As the capital of California, a state with demanding environmental requirements, Sacramento works to lead by example in the state's push to lower energy emissions, conserve resources and create healthier urban environments. It addresses this with its Sustainability Master Plan and progressive publicly owned utility—Sacramento Municipal Utility District (SMUD).

SMUD uses geothermal energy, hydropower and solar power for electricity, offering a 100 percent clean and renewable power option for a few more dollars a month than its conventional power plan, and the city reports that the region has comparatively low electricity bills. For residents interested in solar power, OurGreenCommunity.org is a community website powered by SMUD that features a map of all the solar installations in the city identified as residential, commercial, municipal or utility, and can provide the solar potential of any address in the city, including its cost and carbon savings.
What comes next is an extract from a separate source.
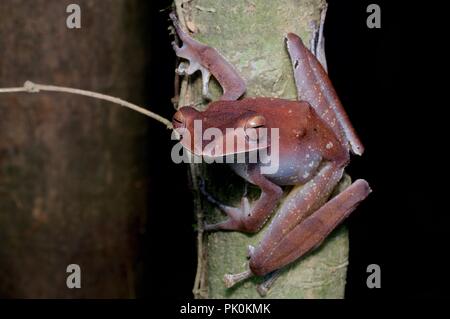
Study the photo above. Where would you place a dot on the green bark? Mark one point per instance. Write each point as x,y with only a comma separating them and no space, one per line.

SMUD also offers free shade trees to residents to create passive cooling in homes and increase the canopy cover in the city.

Currently suffering from urban sprawl and transportation congestion, Sacramento is predicted to grow by 65 percent by 2035, exacerbating these problems. Already, transportation accounts for 60 percent of the region's emissions, which suffers from poor air quality exacerbated by hot summers. To combat these ills, the city's Sustainability Master Plan and Metropolitan Transportation Plan for 2035 (MTP2035), along with collaborative regional efforts from the Sacramento Area Council of Governments, detail mixed-use development, improved transit and air quality, and compact growth.

About 84 percent of city residents live within walking distance of a transit station or bus stop, and the MTP2035 plan—developed over two years with public input from more than 8,000 individuals—calls for a $14.3 billion investment in transit and $1.4 billion in pedestrian and bicycle projects. In November 2008, California voted to build a high-speed rail system connecting all the state's major cities, including Sacramento on the northern end. The system will create jobs and, with trains that run at 220 miles per hour, divert large numbers of people from intercity air and car travel. It will cost less than half as much as expanding highways and airports for the same capacity, will cost passengers less than flying or driving, and use one-third of the energy of an airplane and one-fifth of that of a car for the same trip.